Имевшие ранее место противоречия и факты применения защитных механизмов позволяют нам до определенной степени прогнозировать, какой вид защиты пациент будет использовать в период кризиса наиболее интенсивно. Люди простые, не относящиеся к элитным слоям, как правило, испытывают гораздо меньше трудностей перед лицом последнего в их жизни преодоления. Люди состоятельные, которым есть что терять (достаток, комфорт, круг общения), переносят кризис намного хуже. Создается впечатление, что легче принимают смерть те, кому пришлось прожить жизнь, полную страданий, тяжелой работы, поднять детей, те, кто испытывает удовлетворение от своей работы. Они уходят в покое и с достоинством, в отличие от людей амбициозных, привыкших командовать, накопивших материальные блага и большие связи. Такого типа люди далеко не всегда обзаводятся действительно глубокими отношениями с окружающими, что могли бы помочь в конце жизненного пути. Показательный пример приведен в Главе IV.

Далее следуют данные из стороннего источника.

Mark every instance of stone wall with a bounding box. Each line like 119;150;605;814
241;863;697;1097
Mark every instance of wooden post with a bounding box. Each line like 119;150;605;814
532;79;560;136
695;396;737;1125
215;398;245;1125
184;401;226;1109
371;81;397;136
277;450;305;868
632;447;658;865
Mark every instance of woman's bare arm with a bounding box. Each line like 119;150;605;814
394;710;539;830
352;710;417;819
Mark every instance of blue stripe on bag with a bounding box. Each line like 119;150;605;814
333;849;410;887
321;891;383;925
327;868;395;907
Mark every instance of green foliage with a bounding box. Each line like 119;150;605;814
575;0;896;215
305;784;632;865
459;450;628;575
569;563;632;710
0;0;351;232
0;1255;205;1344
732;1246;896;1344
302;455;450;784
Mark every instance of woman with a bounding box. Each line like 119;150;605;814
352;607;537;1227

Пациенты религиозные, как нам видится, немного отличаются от тех, кто вере не придает значения. Эту разницу уловить непросто, так как сложно определить, кто же он такой – «человек религиозный». Тем не менее отмечу, что нам удалось найти всего несколько человек, отличающихся подлинной верой. Вера им действительно помогала. Равным образом не так много и настоящих атеистов. Большинство же пациентов находились где-то посередине, проявляя умеренную религиозность, что, впрочем, совершенно не способствовало освобождению от страхов и противоречий.
Когда пациент примиряется с реальностью и входит в фазу торможения, любое внешнее воздействие кажется ему потрясением мира; некоторым пациентам такое вмешательство не дает возможности закончить свой путь в покое и с достоинством. Такие ощущения являются безусловным индикатором близкой смерти, что и позволило нам в ряде случаев спрогнозировать смерть в течение ближайшего времени, хотя явных медицинских признаков почти не было или не было совсем. Пациент реагирует на внутренние сигналы, которые говорят ему: жизнь заканчивается. Мы можем выявить эти косвенные признаки, даже не зная точно, какие именно психофизиологические сигналы принимает пациент своим внутренним радаром. Если мы зададим вопрос самому пациенту: знает ли он о том, что наступает миг умирания, он ответит утвердительно; необязательно прямо – он может попросить нас посидеть рядом именно сейчас, так как осознает – завтра уже будет поздно. Следует понимать, что означает подобная настойчивость со стороны пациента, иначе можно упустить последний шанс выслушать его, пока еще есть время.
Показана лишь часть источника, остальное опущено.